Lately I’ve been spending time exploring what happens when you stop treating an AI music system like a tool—and start treating it more like a landscape.
In this case, the system is Suno. It’s very good at writing songs. Maybe too good. Left to itself, it will happily produce endless variations of guitar-driven, well-structured, emotionally coherent music. That’s not the problem.
The question is what happens when you want something it doesn’t already understand.
Instead of trying to get one perfect result, I’ve been working in batches: twenty prompts, forty outputs. It’s less like composing, and more like prospecting. You throw a wide net, then go looking for the one piece that doesn’t behave like the others.
Very quickly, it becomes clear that randomness alone isn’t enough. So the prompts get grouped—same core idea, but pushed in different directions. Tone shifts, structural changes, stylistic anchors. The goal isn’t control. It’s informed variation.
The first real obstacle shows up when you ask for something unusual. Try calling for a Kora or a Kamancheh, and the system will often nod politely and give you a guitar.
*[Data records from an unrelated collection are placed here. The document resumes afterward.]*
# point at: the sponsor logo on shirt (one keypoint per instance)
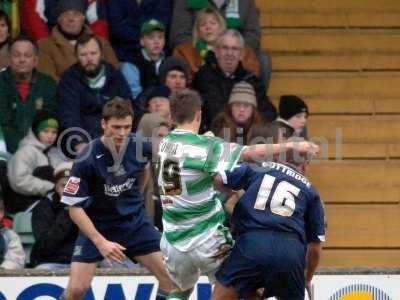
(72, 185)
(77, 251)
(114, 190)
(167, 201)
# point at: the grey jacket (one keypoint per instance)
(183, 21)
(14, 257)
(29, 156)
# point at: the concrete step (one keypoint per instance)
(338, 41)
(338, 84)
(335, 62)
(271, 19)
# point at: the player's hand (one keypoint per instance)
(112, 251)
(209, 134)
(223, 251)
(308, 148)
(309, 290)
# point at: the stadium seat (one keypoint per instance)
(23, 227)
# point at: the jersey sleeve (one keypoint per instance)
(237, 178)
(315, 220)
(76, 191)
(222, 156)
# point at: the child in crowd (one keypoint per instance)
(30, 170)
(12, 255)
(293, 114)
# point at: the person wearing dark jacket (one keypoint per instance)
(125, 18)
(215, 80)
(23, 92)
(84, 89)
(53, 229)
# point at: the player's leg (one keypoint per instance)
(154, 263)
(81, 276)
(222, 292)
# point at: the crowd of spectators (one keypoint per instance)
(66, 58)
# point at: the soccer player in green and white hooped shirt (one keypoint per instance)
(194, 236)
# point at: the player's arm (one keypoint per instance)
(315, 234)
(314, 250)
(77, 196)
(110, 250)
(260, 152)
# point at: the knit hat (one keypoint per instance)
(173, 64)
(150, 26)
(65, 5)
(243, 92)
(149, 122)
(62, 170)
(44, 120)
(290, 105)
(159, 91)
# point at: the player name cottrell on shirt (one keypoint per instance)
(192, 209)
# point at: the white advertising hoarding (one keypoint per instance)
(325, 287)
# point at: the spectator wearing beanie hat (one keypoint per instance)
(293, 114)
(143, 72)
(174, 73)
(240, 115)
(158, 101)
(30, 170)
(54, 231)
(57, 51)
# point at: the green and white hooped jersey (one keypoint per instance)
(192, 209)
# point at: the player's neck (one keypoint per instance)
(189, 127)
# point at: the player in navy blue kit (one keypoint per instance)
(280, 226)
(107, 205)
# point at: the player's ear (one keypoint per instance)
(198, 116)
(304, 166)
(103, 124)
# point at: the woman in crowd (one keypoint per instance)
(209, 24)
(239, 116)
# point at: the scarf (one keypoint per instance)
(232, 16)
(204, 49)
(3, 148)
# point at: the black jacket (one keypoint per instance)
(54, 232)
(215, 88)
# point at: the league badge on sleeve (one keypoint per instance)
(72, 185)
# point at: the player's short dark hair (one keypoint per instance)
(184, 104)
(274, 133)
(117, 108)
(86, 38)
(6, 19)
(24, 38)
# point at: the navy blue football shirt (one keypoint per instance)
(276, 198)
(105, 189)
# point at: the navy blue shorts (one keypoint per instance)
(138, 240)
(272, 260)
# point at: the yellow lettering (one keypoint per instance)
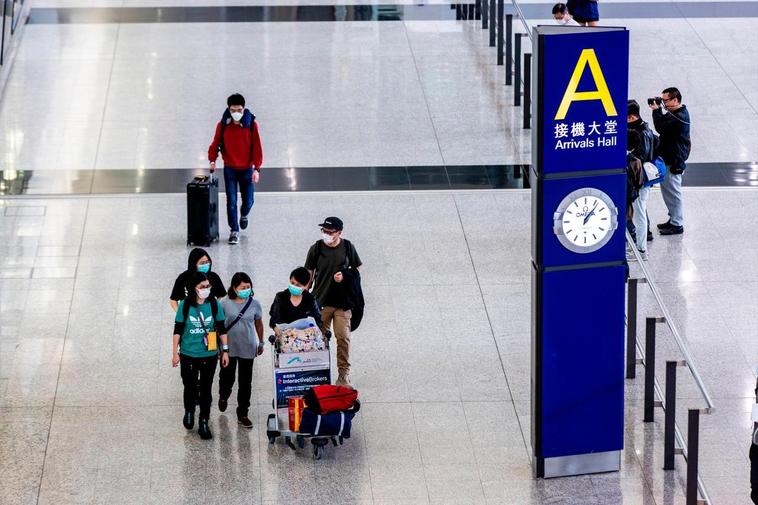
(588, 57)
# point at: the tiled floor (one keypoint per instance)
(90, 409)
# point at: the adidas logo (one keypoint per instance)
(198, 326)
(206, 320)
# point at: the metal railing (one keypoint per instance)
(501, 35)
(673, 440)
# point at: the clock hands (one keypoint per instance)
(590, 213)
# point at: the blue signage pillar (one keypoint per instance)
(578, 180)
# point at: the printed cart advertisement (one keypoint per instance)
(296, 383)
(311, 359)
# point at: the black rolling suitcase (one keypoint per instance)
(202, 210)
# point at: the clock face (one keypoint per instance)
(585, 220)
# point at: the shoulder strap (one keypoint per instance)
(349, 253)
(221, 138)
(252, 135)
(241, 314)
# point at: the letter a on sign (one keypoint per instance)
(588, 57)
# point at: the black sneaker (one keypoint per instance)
(189, 420)
(673, 230)
(204, 431)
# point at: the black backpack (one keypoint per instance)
(354, 292)
(226, 118)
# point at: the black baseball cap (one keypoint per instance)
(332, 223)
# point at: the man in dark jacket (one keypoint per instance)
(329, 262)
(239, 142)
(645, 152)
(673, 125)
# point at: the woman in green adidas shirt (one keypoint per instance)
(199, 320)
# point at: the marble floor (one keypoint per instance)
(90, 408)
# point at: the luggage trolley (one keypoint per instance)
(294, 374)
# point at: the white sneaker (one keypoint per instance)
(343, 380)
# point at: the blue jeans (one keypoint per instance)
(234, 179)
(640, 219)
(671, 189)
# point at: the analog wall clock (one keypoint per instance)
(585, 220)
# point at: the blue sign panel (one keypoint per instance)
(583, 364)
(578, 249)
(583, 105)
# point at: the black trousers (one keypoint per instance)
(244, 388)
(197, 376)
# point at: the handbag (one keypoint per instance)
(655, 172)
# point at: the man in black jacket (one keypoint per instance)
(673, 125)
(645, 151)
(329, 262)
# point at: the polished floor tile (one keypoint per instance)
(93, 408)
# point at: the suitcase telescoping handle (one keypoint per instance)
(202, 178)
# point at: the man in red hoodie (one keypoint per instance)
(238, 141)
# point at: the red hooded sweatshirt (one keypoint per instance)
(236, 150)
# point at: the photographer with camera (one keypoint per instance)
(672, 122)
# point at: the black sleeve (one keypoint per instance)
(355, 260)
(220, 327)
(177, 293)
(311, 260)
(664, 124)
(217, 287)
(274, 313)
(314, 311)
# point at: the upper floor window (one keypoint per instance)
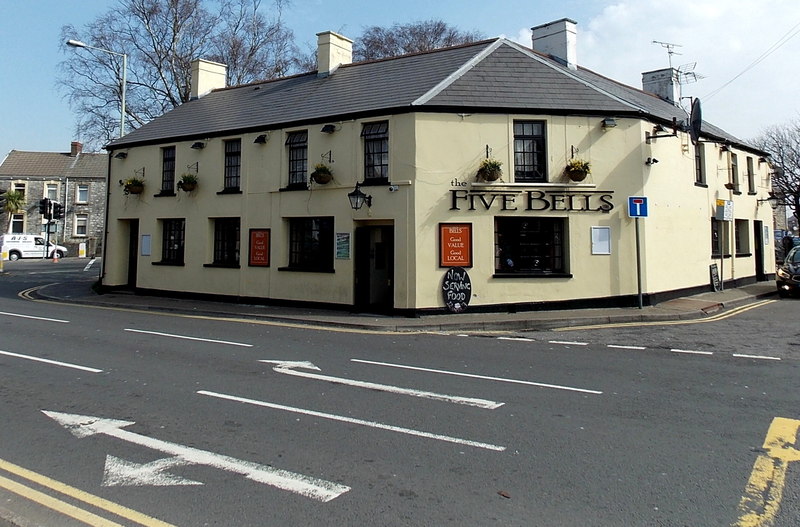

That’s not really a failure. It’s a clue. The system defaults to what it knows best unless you push back. So the prompts evolve. You name the instrument multiple ways. You describe how it behaves—harp-like, bowed, continuous tone. You explicitly exclude the usual suspects: no guitar, no piano. You assign hierarchy: this must be the primary instrument.
Even then, you don’t always get the instrument. But you start getting closer to the idea of it.
At a certain point, it becomes more effective to stop asking for things directly and instead ask for the conditions under which those things might exist.
That’s where composers come in.
With John Cage, the prompts lean into silence, randomness, and non-musical sound. The results are unpredictable—often unusable—but occasionally something slips through that feels genuinely new.
With Harry Partch, the focus shifts to microtonality, invented instruments, and physical resonance. The system doesn’t recreate Partch, but it begins to loosen its grip on standard tuning and harmony.
With Moondog, something interesting happens. Structure returns. Rhythm, canon, repetition. The outputs become more stable, more coherent, without losing their strangeness.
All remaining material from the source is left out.